Suara.com - Istilah kasus suspek, kasus probable, dan kasus konfirmasi kini digunakan dalam penanggulangan Covid-19. Apa ya artinya?
Kementerian Kesehatan RI melalui Keputusan Menteri Kesehatan (KMK) terkait status orang dalam pemantauan (ODP), pasien dalam pengawasan (PDP), dan orang tanpa gejadi (OTG).
KMK RI HK. 01.07 MENKES 413 2020 dari Terawan Agus Putranto ini, kini disampaikan 3 kriteria baru yakni kasus suspek, probable, dan terkonfirmasi.

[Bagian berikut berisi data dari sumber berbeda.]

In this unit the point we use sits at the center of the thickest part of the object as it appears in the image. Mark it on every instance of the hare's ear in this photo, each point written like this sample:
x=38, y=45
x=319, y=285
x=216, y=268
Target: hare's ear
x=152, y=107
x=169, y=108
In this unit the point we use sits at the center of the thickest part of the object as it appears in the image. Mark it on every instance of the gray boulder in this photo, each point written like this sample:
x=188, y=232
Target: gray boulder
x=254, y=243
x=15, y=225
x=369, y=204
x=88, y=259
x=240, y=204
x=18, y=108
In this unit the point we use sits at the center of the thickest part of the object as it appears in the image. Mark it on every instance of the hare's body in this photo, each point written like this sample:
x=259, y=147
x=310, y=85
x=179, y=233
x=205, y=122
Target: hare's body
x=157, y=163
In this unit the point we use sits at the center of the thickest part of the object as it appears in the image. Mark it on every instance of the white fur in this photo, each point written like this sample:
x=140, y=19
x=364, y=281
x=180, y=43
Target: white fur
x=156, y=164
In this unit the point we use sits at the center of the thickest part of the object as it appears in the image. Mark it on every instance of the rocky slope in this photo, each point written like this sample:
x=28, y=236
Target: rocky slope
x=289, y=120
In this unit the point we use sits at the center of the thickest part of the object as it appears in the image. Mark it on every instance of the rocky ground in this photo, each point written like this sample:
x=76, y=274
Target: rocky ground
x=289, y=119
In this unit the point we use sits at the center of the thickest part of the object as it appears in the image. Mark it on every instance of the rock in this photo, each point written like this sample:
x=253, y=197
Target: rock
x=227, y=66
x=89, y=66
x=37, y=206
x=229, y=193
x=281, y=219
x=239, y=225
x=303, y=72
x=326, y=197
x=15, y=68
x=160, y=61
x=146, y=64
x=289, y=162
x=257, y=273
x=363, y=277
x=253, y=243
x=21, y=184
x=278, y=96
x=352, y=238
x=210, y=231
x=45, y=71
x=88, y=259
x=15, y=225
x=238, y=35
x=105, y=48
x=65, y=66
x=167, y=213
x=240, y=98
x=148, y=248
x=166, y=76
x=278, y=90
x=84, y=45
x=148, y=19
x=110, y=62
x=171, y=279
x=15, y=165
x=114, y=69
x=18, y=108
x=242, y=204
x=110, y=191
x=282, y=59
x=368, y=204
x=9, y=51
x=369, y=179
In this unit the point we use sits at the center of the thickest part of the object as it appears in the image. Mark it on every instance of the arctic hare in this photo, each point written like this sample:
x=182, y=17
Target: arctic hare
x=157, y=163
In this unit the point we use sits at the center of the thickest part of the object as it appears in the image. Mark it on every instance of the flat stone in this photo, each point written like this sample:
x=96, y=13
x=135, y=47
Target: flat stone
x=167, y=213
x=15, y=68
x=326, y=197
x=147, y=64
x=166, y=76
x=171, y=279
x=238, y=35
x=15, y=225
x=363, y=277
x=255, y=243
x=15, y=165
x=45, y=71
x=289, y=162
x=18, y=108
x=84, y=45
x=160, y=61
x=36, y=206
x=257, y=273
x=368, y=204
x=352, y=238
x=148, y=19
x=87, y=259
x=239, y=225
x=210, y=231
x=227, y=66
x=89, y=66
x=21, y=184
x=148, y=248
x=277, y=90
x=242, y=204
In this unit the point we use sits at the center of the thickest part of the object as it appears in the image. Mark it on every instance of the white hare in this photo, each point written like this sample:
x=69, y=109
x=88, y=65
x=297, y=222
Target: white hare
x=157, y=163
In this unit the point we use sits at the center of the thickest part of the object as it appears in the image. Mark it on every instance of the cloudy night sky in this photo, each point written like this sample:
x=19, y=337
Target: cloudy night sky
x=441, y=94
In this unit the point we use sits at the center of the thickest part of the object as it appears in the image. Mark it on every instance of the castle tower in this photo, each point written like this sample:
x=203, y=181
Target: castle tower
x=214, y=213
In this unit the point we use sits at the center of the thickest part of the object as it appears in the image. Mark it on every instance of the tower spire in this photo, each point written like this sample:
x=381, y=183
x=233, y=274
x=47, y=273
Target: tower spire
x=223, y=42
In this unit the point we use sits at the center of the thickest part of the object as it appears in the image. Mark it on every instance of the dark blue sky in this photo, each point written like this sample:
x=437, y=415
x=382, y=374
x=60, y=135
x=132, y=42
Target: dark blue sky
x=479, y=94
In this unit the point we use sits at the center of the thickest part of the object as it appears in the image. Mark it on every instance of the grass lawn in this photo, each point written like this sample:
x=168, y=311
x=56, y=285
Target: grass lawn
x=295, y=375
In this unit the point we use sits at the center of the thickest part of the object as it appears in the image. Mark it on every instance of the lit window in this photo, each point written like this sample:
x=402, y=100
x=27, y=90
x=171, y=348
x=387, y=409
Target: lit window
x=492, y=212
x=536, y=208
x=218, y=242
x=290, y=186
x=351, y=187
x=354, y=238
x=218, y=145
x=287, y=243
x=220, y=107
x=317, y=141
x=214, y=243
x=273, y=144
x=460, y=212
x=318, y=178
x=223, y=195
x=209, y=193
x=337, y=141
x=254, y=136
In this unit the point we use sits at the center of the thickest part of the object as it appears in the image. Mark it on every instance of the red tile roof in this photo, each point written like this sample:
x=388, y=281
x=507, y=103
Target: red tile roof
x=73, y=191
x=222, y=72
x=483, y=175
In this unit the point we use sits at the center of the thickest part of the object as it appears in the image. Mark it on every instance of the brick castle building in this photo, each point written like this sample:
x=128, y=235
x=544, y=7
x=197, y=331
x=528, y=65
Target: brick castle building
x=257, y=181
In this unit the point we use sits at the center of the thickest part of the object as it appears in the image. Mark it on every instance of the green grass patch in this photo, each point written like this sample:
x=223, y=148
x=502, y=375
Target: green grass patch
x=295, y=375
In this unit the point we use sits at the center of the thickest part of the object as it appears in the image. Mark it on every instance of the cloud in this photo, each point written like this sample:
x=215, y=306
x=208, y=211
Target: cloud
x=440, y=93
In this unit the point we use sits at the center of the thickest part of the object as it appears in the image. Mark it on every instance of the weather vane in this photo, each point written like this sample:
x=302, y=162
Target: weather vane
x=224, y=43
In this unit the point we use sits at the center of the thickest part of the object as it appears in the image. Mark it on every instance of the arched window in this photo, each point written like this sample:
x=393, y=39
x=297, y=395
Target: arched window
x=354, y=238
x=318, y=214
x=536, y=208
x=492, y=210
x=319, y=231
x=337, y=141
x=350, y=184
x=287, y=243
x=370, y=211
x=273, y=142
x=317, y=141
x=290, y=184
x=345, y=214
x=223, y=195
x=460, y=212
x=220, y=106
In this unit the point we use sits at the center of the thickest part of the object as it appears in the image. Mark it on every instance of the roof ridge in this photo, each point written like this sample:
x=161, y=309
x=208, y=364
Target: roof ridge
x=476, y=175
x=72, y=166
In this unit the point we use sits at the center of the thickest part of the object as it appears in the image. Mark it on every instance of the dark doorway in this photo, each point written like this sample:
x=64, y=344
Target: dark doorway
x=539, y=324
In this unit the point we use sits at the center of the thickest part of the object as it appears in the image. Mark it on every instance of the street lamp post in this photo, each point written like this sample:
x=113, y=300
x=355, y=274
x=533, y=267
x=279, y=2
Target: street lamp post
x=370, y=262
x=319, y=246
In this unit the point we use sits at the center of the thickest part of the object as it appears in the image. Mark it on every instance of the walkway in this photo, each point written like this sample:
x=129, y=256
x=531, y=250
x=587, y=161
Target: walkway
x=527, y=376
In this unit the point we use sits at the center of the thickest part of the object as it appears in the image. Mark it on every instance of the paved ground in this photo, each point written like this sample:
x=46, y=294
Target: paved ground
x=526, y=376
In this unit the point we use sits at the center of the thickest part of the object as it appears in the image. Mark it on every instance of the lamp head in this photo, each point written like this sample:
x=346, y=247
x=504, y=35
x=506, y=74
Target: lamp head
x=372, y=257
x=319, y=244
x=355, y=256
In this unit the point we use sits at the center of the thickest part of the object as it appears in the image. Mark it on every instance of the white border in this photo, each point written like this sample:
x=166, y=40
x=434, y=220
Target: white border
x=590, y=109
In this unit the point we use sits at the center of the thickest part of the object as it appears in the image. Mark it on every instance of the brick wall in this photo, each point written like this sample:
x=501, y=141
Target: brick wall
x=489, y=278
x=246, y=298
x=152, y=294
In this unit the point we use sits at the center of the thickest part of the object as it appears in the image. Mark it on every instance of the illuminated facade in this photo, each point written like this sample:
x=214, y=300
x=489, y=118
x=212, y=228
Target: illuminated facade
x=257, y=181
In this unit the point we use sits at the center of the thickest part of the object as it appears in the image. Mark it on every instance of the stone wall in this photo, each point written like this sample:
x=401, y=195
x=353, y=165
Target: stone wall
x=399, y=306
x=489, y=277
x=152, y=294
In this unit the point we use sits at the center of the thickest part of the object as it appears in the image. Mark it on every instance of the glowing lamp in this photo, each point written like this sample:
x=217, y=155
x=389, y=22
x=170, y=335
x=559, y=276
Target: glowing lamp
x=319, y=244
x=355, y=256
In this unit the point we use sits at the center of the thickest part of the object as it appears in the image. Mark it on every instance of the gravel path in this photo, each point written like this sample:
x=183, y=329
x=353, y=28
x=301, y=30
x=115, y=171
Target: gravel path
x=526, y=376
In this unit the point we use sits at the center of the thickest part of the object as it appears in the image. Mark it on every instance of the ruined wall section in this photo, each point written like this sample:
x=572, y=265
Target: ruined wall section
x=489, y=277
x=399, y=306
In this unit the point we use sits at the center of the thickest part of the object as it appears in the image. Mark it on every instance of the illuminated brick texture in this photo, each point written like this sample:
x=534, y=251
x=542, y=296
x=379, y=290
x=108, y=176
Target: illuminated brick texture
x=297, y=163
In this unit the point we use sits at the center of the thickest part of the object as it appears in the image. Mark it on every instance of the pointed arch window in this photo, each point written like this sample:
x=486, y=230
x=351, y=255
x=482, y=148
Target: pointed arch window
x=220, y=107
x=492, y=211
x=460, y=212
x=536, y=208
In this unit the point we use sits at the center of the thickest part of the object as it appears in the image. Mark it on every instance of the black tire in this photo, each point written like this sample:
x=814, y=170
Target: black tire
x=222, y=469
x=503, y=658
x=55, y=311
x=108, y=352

Lalu apa arti dari 3 kriteria kasus Covid-19 itu?
Baca Juga: Syarat Perjalanan Dinas PNS saat New Normal
1. Kasus Suspek
Seperti pada awal-awal pandemi orang yang dicurigai terinfeksi Covid-19, kembali disebut dengan suspek. Kasus suspek adalah penyebutan baru untul PDP yaitu pasien yang mengalami ISPA dengan demam lebih dari 38 derajat, disertai salah satu gejala seperti batuk, sesak nafas, sakit tenggorokan, pilek, pneumonia ringan hingga berat.
Gejala ini timbul akibat riwayat perjalanan atau tinggal di negara atau wilayah Indonesia yang melaporkan transmisi lokal atau penularan dari orang lokal ke orang lokal.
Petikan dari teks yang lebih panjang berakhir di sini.